Table -1 shows the seriousness of the re-evaluation of business partners and suppliers

 

Re-eval 




relationship 




buy/suppliy graph

 

The scores in Table -1 show the difference that a changing environment has awakened buyers as to how they rank and do business with their current business partners and suppliers. The most important aspect of all of this is to recognize this emerging and somewhat unpredictable phenomena, agree that this is going to happen, and then react in an effective and efficient way.

 

THE PLAN – Summary

Table 2 - The Do Not and Do with New Energy Steps

 

Step 1

 

The 5 Steps - Do Not

1

Keep the same strategy

2

Lose the brand

3

Lose the focus of customer and buyer connectivity

4

Lose the effective use of technology to improve the internal collaboration

5

Let IT keep the same mission. It must take leadership in identifying missing knowledge and solving it 

 

Step 2

 

The 12 Steps - Do (with New Energy and Focus)

1

Change the business strategy

2

Identify the critical metrics like TTM, TTTCS (Time to Total Customer Satisfaction, etc

3

Marketing – Take on the mission of understanding the buyers and customers needs to deliver

4

Measure and take action to strengthen the brand

5

Develop an effective and efficient process to connect to buyers and their constituencies

Make resilience a fundamental part of the enterprise strategy

7

Remission the CIO – Identify the required missing knowledge and deliver it

8

Improve the business process – connect it to the new metrics and business strategy

9

Replace and update the market message and manage it across all of the channels

10

Identify the critical missing knowledge – Solve it

11

Measure the precision of the decisions – Improve it

12

Focus on the Management KEP™ - Improve it

 

Step 3

 

The 4 Steps in the Financial Process

1

Make the CFO part of the strategic plan process – with strategic influence

2

Do a zero base budget 

3

Improve the cost structure – invest and divest costs

4

Improve the business model

 

SUMMARY

 

Conventional thinking is to find the pain of the buyer / customer and treat it.  In this new environment you need to create pain for the customer by leadership in unidentified needs to help them achieve higher levels of success.
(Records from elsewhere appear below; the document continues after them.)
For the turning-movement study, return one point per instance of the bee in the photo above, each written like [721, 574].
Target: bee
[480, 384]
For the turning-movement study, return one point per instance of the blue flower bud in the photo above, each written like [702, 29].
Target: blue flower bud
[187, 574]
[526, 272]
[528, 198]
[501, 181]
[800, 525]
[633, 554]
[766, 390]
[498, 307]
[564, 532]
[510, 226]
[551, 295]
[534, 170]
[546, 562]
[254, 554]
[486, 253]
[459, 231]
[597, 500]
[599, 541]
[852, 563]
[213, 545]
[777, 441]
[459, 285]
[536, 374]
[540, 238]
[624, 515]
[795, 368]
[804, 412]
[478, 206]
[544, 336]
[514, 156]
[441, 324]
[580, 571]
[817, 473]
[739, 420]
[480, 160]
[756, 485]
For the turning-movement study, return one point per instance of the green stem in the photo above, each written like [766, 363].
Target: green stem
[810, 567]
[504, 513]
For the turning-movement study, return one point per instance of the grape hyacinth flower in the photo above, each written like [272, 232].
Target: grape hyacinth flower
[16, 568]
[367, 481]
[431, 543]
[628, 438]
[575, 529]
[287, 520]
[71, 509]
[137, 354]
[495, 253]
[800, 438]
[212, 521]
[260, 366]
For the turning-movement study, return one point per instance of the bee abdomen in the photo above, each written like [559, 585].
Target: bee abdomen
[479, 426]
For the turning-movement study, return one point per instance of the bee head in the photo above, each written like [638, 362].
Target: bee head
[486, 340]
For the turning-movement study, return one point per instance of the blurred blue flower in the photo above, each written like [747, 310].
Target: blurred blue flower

This environment requires changes in thinking and resultant actions that address this new environment. Those who can adjust will be better prepared for the future. Enterprises where the CFO has significant contribution to the enterprise strategy and business model traditionally perform much better than those who “Keep-The-Books.”

It is however important to recognize that history demonstrates new and important breakthroughs and breakups occur in times like this. The secret is to know what to look for and act accordingly.